A workshop on transforming Australia’s resource and energy governance is happening at Flinders University in Adelaide this week, 26–27 September 2019.
The workshop brings together leading scholars nationally on environmental politics and policy to consider ways forward on resource and energy governance.
It addresses the unprecedented challenges to Australia’s systems of resource and energy governance. As environmental change intensifies, affecting multiple aspects of Australia’s economy and society, clear-sighted analysis of possibilities for transforming environmental governance is needed. However, prospects for transformation depend on addressing major political and policy barriers, including high degrees of party polarisation on climate change, and complex federal-state relationships on transboundary environmental systems such as the Murray-Darling Basin. These barriers in turn raise important questions for research, including what theories and methods are suited to explaining stasis and change in these areas, and what modes of governance are capable of bringing about democratically legitimate and just transformations.
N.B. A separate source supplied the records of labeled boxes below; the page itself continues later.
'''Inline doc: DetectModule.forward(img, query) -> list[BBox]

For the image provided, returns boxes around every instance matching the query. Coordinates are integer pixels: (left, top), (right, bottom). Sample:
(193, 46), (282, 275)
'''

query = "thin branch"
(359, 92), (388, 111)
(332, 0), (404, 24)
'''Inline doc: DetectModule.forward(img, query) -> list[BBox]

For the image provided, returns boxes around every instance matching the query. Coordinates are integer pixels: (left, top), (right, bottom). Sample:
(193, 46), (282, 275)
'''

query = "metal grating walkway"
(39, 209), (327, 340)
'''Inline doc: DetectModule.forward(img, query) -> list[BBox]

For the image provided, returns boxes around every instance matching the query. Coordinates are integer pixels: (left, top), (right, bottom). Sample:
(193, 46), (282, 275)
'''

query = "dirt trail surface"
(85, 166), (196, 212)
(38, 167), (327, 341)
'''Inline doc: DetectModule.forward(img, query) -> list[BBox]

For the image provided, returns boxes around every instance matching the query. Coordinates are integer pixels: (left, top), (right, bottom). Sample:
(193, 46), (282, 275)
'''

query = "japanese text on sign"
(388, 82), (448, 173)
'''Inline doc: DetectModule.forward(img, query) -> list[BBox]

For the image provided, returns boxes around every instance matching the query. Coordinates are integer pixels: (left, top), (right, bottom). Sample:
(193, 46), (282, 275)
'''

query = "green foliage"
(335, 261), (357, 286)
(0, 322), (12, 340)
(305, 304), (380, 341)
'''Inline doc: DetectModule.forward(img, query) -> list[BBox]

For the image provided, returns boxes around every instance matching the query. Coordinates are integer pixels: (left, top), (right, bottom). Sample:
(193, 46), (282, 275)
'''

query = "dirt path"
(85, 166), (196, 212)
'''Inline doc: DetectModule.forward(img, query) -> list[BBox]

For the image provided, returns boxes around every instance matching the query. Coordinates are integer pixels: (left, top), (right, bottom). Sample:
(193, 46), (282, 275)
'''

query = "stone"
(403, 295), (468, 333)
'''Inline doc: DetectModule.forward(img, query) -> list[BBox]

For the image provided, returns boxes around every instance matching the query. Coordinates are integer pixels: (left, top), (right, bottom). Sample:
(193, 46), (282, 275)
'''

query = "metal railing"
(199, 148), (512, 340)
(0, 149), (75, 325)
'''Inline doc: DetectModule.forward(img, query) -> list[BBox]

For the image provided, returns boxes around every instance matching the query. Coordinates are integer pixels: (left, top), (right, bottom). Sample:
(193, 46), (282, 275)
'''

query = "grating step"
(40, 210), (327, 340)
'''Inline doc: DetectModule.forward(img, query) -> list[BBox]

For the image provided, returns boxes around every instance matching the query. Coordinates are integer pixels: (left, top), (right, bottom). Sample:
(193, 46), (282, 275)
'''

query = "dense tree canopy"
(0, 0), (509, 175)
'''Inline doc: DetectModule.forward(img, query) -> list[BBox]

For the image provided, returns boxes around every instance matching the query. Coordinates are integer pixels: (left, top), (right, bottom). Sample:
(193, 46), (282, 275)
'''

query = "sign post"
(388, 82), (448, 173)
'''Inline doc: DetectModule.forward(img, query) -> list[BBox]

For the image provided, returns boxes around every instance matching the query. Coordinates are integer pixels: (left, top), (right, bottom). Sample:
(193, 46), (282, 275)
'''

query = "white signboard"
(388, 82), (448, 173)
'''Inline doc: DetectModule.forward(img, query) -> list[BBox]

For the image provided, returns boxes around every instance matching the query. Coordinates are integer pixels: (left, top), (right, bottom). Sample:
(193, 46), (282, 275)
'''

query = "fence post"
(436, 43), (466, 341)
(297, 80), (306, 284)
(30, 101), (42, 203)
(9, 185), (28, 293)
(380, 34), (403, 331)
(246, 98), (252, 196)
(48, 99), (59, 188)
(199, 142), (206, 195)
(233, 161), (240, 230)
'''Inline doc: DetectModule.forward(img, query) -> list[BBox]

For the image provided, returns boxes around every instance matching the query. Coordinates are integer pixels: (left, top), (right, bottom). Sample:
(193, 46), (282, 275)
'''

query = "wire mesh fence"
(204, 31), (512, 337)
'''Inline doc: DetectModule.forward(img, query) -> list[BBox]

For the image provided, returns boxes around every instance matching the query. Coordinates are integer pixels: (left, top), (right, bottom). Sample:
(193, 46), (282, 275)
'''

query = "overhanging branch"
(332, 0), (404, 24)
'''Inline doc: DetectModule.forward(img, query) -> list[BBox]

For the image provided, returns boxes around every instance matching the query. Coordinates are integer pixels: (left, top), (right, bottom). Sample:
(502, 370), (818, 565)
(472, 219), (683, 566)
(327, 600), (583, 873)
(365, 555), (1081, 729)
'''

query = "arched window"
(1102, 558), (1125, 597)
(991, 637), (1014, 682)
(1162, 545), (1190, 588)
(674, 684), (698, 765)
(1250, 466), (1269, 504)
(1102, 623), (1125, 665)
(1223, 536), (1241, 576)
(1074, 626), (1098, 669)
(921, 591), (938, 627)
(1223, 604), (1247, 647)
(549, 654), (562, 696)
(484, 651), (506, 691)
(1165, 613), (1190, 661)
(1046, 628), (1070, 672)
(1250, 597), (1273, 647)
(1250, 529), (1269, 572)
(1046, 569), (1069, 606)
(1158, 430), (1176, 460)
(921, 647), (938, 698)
The event brings together policy practitioners and Australia’s leading scholars of environmental, energy and resource policy in order to map out the historical and contemporary challenges and possibilities for governing sustainably. The workshop addresses the past, present and future of environmental governance:
- What are the origins of environmental, resource and energy policy failures and successes in Australia?
- What dynamics shape today’s governance regimes?
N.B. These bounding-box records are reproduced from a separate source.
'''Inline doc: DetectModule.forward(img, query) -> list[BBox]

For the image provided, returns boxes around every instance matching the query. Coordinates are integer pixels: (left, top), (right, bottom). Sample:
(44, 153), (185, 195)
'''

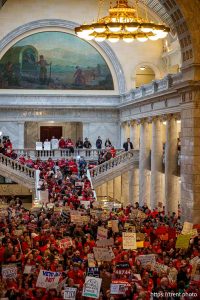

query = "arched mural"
(0, 31), (114, 90)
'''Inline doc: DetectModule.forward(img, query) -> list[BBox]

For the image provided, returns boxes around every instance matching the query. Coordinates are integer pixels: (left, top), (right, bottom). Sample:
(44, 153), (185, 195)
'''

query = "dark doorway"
(40, 126), (62, 142)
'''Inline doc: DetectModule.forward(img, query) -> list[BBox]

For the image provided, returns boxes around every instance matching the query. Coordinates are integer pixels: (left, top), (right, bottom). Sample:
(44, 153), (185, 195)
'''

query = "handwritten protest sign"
(122, 232), (137, 250)
(97, 226), (108, 240)
(136, 254), (156, 266)
(176, 234), (191, 249)
(112, 220), (119, 233)
(36, 270), (62, 289)
(96, 238), (114, 247)
(87, 253), (96, 267)
(59, 237), (73, 249)
(2, 264), (17, 279)
(181, 222), (193, 234)
(82, 276), (102, 299)
(64, 286), (77, 300)
(93, 247), (112, 261)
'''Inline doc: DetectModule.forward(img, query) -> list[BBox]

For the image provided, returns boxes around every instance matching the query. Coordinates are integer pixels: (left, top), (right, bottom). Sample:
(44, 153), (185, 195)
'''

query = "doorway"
(40, 126), (62, 142)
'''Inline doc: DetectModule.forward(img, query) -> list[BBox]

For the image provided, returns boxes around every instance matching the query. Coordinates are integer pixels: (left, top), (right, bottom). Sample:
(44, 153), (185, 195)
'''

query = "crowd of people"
(0, 196), (200, 300)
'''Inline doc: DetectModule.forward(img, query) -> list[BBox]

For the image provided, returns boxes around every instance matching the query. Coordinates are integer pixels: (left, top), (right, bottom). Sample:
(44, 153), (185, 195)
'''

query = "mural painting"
(0, 31), (114, 90)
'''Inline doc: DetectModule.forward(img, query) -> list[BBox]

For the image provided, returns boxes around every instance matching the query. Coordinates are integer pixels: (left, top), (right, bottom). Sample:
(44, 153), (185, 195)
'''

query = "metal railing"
(90, 150), (139, 178)
(14, 148), (124, 160)
(0, 154), (35, 179)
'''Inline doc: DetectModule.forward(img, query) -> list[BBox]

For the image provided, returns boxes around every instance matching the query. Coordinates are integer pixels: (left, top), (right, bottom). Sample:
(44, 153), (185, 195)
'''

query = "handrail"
(14, 148), (123, 160)
(90, 149), (139, 178)
(0, 153), (35, 179)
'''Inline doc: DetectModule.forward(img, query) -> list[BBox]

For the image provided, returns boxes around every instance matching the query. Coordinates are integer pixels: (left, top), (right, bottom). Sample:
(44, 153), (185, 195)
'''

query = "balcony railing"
(90, 150), (139, 178)
(0, 154), (35, 178)
(14, 148), (124, 160)
(121, 73), (182, 103)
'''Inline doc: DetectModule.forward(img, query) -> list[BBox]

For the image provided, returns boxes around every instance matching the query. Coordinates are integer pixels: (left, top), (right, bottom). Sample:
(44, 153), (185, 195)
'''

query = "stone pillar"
(181, 86), (200, 224)
(139, 120), (150, 206)
(121, 172), (130, 207)
(120, 123), (126, 148)
(107, 180), (113, 198)
(113, 176), (122, 202)
(165, 115), (179, 213)
(150, 118), (164, 209)
(128, 168), (139, 205)
(130, 121), (139, 149)
(18, 121), (25, 149)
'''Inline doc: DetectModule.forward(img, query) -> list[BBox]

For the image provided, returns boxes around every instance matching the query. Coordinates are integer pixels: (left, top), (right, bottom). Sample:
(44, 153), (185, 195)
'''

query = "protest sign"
(59, 237), (73, 249)
(136, 254), (156, 267)
(115, 262), (131, 278)
(36, 270), (62, 289)
(112, 220), (119, 233)
(87, 253), (96, 267)
(87, 267), (99, 277)
(93, 247), (112, 261)
(110, 283), (126, 295)
(96, 238), (114, 247)
(176, 234), (191, 249)
(97, 226), (108, 240)
(82, 276), (102, 299)
(122, 232), (137, 250)
(1, 264), (17, 279)
(181, 222), (193, 234)
(64, 286), (77, 300)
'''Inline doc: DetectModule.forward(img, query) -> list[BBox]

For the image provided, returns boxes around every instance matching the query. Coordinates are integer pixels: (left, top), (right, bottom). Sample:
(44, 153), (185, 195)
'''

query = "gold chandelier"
(75, 0), (170, 43)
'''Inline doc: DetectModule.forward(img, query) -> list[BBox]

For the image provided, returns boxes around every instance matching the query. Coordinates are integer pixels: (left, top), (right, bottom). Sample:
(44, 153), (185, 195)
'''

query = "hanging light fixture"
(75, 0), (170, 43)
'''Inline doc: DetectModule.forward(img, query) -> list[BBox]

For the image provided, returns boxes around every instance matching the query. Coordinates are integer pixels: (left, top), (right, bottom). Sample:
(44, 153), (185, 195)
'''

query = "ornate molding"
(0, 19), (126, 94)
- How can existing modes of governance be transformed to grapple with the intensifying environmental change in Australia’s society-economy?
Workshop presenters and participants also include attendees from Lock the Gate, the Australia Institute and The Department of Environment and Water (SA).
The workshop is convened by Cassandra Star (Flinders University), Jonathan Pickering (University of Canberra) and Rebecca Pearse (University of Sydney), hosted by the Climate and Sustainability Policy Research Group (CASPR) and the Democratic Futures research theme at Flinders University.
This workshop is funded by the Australian Political Studies Association (APSA).